Performance & Optimization

Performance & Optimization #

Resources #

Notes #

It’s important to have a methodology. I’ve run these tools in this manner and I didn’t find anything that indicates a performance issue on the server. I think you should check your code.

Anti-Methods #

Drunk man looking for their keys under a streetlamp because that’s where the light is.

Blame someone else anti-method.

Actual Methodologies #

Problem statement
Workload characterization
USE
Off-CPU Analysis
CPU profile
RTFM Method
Active Benchmarking
Static Performance Tuning

Problem Statement Method #

What makes you think there is a performance problem?
Has this system ever performed well?
What has changed recently? a.
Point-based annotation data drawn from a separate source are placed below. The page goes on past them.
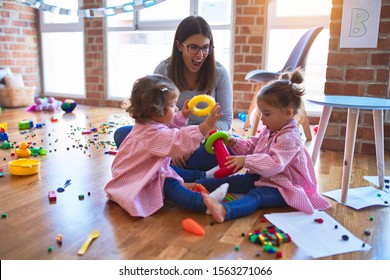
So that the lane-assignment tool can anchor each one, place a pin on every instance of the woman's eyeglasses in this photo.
(194, 49)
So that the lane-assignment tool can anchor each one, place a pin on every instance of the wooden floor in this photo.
(33, 223)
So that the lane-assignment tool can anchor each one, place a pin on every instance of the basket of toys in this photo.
(16, 97)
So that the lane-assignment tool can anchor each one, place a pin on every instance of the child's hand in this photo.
(185, 110)
(235, 161)
(232, 141)
(209, 123)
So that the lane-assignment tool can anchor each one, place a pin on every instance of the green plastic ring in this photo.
(210, 141)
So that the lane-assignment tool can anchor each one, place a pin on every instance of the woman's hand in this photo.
(185, 110)
(235, 161)
(181, 160)
(232, 141)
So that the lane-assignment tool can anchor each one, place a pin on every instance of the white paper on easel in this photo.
(360, 23)
(317, 239)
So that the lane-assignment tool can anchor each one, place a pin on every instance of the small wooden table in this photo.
(353, 104)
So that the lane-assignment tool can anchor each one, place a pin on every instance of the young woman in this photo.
(194, 70)
(141, 172)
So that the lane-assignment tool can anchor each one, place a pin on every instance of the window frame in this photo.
(65, 28)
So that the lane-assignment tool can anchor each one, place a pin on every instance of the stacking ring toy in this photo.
(215, 144)
(213, 137)
(201, 98)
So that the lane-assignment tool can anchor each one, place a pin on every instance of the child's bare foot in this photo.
(216, 209)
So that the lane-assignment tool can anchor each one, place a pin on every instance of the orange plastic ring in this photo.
(201, 98)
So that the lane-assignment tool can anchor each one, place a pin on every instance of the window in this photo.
(63, 74)
(137, 42)
(287, 21)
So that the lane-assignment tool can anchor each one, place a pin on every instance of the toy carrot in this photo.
(192, 226)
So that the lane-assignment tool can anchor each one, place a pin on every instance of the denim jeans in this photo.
(254, 197)
(199, 160)
(183, 197)
(189, 175)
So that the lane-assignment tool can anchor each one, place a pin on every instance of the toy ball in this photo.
(68, 105)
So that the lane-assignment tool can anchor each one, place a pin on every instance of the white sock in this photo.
(219, 194)
(210, 173)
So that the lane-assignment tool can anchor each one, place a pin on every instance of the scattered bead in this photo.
(367, 232)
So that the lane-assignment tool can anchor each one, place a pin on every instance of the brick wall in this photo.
(95, 60)
(249, 37)
(360, 72)
(19, 41)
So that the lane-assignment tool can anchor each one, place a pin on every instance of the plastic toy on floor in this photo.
(69, 105)
(45, 104)
(23, 150)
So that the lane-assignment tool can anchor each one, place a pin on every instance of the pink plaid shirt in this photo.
(283, 163)
(143, 162)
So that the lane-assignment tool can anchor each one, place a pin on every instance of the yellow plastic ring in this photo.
(201, 98)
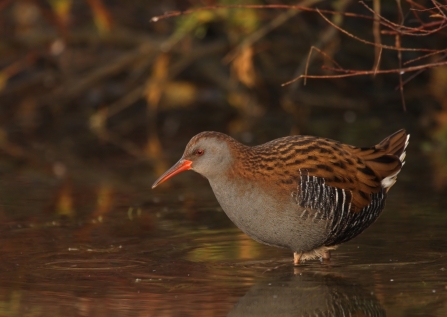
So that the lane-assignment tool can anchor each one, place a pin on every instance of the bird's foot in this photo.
(296, 258)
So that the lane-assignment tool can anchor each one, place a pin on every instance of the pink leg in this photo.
(296, 258)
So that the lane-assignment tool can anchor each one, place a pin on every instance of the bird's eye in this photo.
(199, 152)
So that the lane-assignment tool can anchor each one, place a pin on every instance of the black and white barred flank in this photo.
(333, 205)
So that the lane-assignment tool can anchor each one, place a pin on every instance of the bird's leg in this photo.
(297, 257)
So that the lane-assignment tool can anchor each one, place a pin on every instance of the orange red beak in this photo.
(180, 166)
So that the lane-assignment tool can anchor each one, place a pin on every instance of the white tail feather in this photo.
(389, 181)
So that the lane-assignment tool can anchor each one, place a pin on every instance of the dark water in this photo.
(97, 245)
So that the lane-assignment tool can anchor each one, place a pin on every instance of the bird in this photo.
(304, 193)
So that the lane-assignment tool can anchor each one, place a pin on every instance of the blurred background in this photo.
(97, 81)
(98, 98)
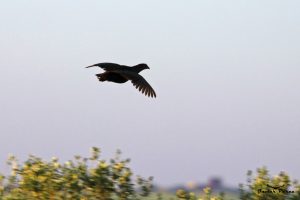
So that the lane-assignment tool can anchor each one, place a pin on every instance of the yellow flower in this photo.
(103, 164)
(119, 166)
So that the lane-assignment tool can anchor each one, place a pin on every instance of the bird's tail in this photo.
(101, 77)
(91, 66)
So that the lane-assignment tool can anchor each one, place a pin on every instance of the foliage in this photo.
(81, 178)
(184, 195)
(93, 178)
(265, 187)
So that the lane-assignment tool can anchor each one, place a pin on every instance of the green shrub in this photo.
(81, 178)
(265, 187)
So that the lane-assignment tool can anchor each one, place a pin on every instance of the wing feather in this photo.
(139, 82)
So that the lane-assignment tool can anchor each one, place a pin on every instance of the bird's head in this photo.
(141, 67)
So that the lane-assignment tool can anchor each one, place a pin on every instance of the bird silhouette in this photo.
(121, 73)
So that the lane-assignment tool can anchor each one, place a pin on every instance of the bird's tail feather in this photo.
(90, 66)
(101, 77)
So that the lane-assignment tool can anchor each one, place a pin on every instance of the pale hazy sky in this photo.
(226, 74)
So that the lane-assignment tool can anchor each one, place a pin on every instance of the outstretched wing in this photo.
(108, 66)
(139, 82)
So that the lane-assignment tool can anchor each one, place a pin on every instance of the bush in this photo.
(81, 178)
(265, 187)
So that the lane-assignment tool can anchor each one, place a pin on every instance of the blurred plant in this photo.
(81, 178)
(207, 195)
(265, 187)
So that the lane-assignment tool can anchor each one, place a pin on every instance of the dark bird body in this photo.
(121, 73)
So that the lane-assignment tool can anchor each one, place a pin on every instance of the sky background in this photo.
(226, 74)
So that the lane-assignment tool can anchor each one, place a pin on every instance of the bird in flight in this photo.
(121, 73)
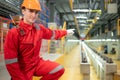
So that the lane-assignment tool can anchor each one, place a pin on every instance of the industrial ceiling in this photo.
(92, 8)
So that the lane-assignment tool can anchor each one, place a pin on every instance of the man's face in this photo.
(30, 15)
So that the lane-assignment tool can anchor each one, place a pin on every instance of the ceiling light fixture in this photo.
(82, 17)
(81, 10)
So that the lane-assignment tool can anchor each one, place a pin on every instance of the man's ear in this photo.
(23, 11)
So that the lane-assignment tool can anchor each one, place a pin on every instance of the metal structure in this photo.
(92, 10)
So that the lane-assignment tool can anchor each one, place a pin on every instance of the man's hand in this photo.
(70, 31)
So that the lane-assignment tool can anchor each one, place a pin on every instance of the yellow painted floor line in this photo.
(71, 63)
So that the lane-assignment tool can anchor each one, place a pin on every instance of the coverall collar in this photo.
(25, 25)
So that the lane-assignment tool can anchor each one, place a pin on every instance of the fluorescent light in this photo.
(81, 17)
(81, 10)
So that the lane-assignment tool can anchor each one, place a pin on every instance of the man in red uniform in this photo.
(22, 46)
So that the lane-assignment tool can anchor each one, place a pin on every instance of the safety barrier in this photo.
(84, 65)
(104, 66)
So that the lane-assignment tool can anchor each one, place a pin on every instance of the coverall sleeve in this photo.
(11, 56)
(52, 34)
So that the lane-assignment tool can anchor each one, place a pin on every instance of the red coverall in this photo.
(22, 47)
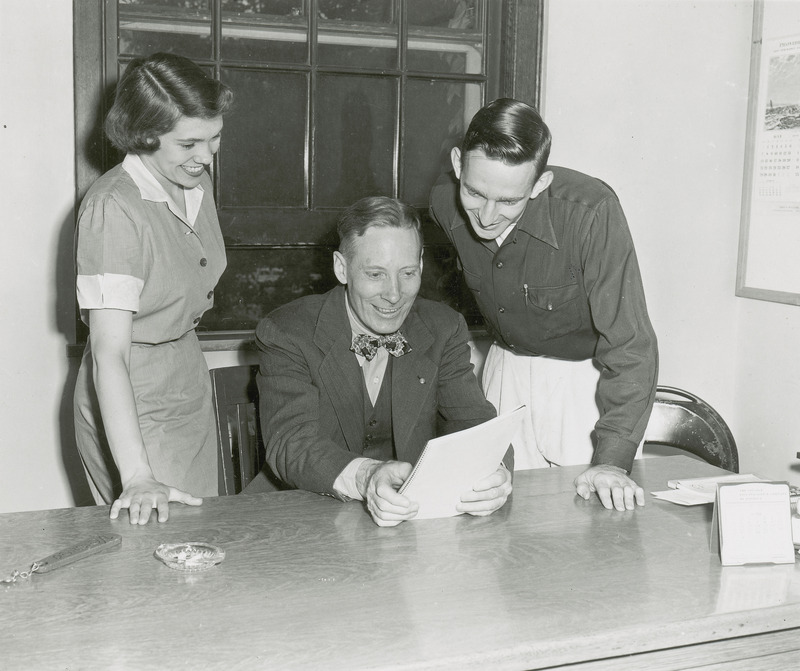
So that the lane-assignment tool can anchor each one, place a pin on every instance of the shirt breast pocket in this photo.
(553, 311)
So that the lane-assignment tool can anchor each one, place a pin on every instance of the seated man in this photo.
(345, 411)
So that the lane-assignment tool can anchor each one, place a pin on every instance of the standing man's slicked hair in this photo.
(511, 131)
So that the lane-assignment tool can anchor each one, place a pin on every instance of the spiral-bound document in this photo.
(450, 465)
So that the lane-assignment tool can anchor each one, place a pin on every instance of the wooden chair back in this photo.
(241, 450)
(684, 421)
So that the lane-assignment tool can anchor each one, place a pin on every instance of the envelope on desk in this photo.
(450, 465)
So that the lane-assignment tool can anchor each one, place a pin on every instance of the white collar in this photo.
(501, 238)
(150, 189)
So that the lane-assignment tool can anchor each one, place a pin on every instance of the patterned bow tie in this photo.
(367, 345)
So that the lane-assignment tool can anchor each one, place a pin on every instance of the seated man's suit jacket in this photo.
(311, 387)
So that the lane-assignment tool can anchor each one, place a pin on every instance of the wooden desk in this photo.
(309, 582)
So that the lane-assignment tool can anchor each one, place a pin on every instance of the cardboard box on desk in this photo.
(752, 524)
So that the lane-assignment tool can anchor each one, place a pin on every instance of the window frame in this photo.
(518, 52)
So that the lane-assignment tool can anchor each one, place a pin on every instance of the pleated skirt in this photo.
(172, 390)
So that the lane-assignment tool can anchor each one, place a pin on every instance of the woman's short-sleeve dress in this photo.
(136, 252)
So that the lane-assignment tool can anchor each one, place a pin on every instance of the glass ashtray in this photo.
(190, 557)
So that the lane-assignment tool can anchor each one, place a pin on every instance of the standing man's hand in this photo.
(613, 487)
(378, 482)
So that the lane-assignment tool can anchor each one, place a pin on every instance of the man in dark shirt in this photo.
(547, 253)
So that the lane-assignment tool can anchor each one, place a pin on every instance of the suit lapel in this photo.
(413, 381)
(339, 372)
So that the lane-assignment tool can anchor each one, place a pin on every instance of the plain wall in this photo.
(37, 192)
(648, 95)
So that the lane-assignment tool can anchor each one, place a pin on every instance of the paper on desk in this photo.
(696, 491)
(450, 465)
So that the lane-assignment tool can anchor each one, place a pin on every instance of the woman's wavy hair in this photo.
(154, 93)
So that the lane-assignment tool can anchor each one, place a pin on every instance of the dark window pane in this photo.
(262, 152)
(436, 117)
(175, 26)
(265, 30)
(445, 36)
(355, 127)
(357, 33)
(259, 280)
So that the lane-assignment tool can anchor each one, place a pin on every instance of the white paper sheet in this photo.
(450, 465)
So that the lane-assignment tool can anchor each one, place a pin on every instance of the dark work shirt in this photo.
(565, 283)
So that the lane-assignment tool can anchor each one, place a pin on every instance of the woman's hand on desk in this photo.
(141, 497)
(487, 495)
(613, 487)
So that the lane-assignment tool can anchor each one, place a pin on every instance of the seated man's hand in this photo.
(487, 495)
(613, 486)
(378, 482)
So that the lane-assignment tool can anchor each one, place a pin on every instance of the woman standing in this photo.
(149, 254)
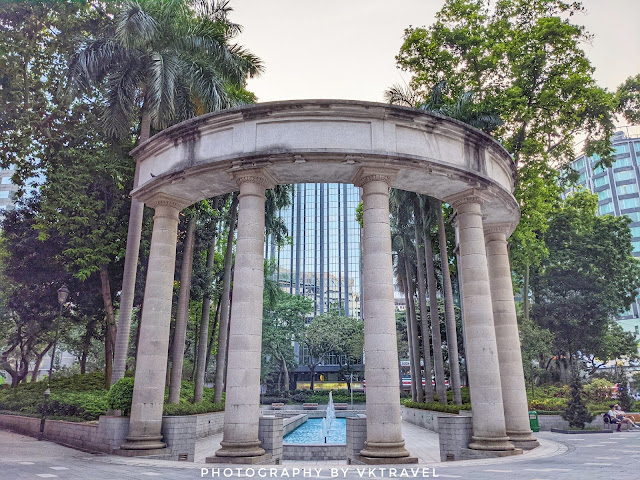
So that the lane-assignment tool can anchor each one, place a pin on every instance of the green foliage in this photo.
(120, 395)
(624, 400)
(588, 278)
(79, 396)
(437, 406)
(184, 408)
(576, 412)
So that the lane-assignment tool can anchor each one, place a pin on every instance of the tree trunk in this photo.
(438, 362)
(449, 311)
(110, 326)
(422, 300)
(525, 296)
(212, 337)
(182, 316)
(416, 371)
(136, 215)
(410, 344)
(221, 356)
(38, 361)
(204, 328)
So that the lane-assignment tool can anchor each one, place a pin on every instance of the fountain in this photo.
(329, 417)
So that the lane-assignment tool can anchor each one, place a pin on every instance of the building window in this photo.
(622, 148)
(600, 181)
(606, 208)
(624, 175)
(622, 162)
(634, 216)
(627, 189)
(629, 203)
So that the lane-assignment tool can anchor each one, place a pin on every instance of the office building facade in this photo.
(321, 259)
(618, 190)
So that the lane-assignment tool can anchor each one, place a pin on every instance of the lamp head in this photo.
(63, 293)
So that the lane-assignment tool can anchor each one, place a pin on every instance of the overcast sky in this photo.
(346, 48)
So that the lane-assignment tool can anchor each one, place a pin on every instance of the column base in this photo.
(256, 460)
(386, 450)
(524, 439)
(491, 443)
(143, 442)
(240, 449)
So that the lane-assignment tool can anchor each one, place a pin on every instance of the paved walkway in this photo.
(560, 457)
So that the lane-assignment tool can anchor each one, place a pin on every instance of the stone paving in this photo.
(560, 457)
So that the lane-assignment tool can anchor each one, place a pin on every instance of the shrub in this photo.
(437, 406)
(187, 408)
(120, 395)
(576, 412)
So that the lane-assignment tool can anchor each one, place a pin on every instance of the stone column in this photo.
(240, 442)
(384, 428)
(145, 423)
(489, 432)
(514, 396)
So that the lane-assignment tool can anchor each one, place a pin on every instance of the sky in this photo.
(346, 48)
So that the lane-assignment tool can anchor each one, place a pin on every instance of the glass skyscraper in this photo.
(322, 259)
(618, 194)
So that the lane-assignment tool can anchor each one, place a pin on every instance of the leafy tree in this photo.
(325, 334)
(588, 278)
(628, 99)
(576, 412)
(160, 62)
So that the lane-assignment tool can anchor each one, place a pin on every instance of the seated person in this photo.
(620, 414)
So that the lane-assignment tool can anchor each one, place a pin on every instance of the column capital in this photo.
(472, 195)
(164, 200)
(504, 228)
(372, 174)
(259, 176)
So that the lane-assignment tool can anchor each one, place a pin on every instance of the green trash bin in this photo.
(533, 421)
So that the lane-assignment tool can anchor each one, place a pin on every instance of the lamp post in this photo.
(47, 392)
(63, 293)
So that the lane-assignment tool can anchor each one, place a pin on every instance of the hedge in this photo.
(437, 406)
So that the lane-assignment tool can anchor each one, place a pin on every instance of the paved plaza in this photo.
(569, 457)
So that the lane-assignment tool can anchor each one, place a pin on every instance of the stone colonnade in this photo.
(493, 349)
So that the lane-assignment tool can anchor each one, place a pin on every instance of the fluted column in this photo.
(151, 364)
(514, 396)
(489, 431)
(242, 404)
(384, 428)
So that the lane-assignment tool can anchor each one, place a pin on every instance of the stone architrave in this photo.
(514, 394)
(489, 430)
(151, 364)
(242, 403)
(384, 425)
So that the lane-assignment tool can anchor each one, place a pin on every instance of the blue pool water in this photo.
(310, 432)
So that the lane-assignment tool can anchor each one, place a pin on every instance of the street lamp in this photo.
(63, 293)
(47, 392)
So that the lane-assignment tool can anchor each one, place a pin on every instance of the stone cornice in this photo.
(468, 196)
(164, 200)
(254, 175)
(374, 174)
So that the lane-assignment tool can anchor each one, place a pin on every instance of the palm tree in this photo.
(182, 315)
(160, 63)
(438, 362)
(449, 313)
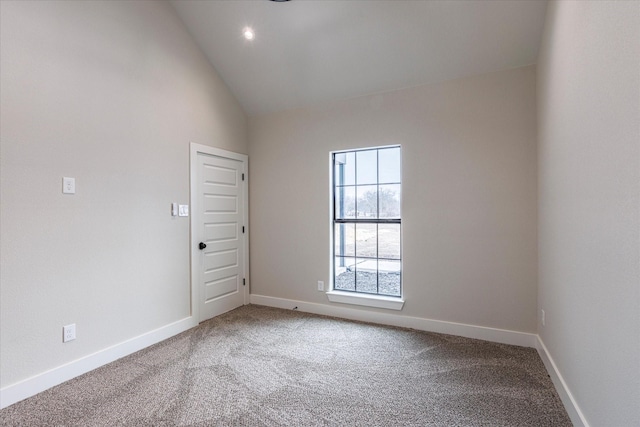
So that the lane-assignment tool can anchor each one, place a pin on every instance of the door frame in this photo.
(196, 149)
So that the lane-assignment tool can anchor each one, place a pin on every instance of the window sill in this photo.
(376, 301)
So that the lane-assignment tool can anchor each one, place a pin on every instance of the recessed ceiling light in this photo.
(248, 33)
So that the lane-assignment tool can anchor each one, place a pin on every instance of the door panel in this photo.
(218, 222)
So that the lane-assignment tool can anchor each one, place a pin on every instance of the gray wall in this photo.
(469, 196)
(589, 204)
(110, 93)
Software? b. Hardware? c. Load?
Can the performance degradation be expressed in terms of latency or run time?
Does the problem affect other people or applications (or is it just you)?
What is the environment? Software, hardware, instance types? Versions? Configuration?

Workload Characterization Method #

Who is causing the load? PID, UID, IP addr, …
Why is the load called? code path, stack trace
What is the load? IOPS, tput, type, r/w
How is the load changing over time?

The USE Method #

Only check these 3 things for all of your resources.

For every resource check:

Utilization
Saturation
Errors

Definitions:

Utilization: busy time
Saturation: queue length or queued time
Errors: easy to interpret (objective)

It helps if you have a functional (block) diagram of your system / software / environment, showing all resources

Start with questions, then find the tools.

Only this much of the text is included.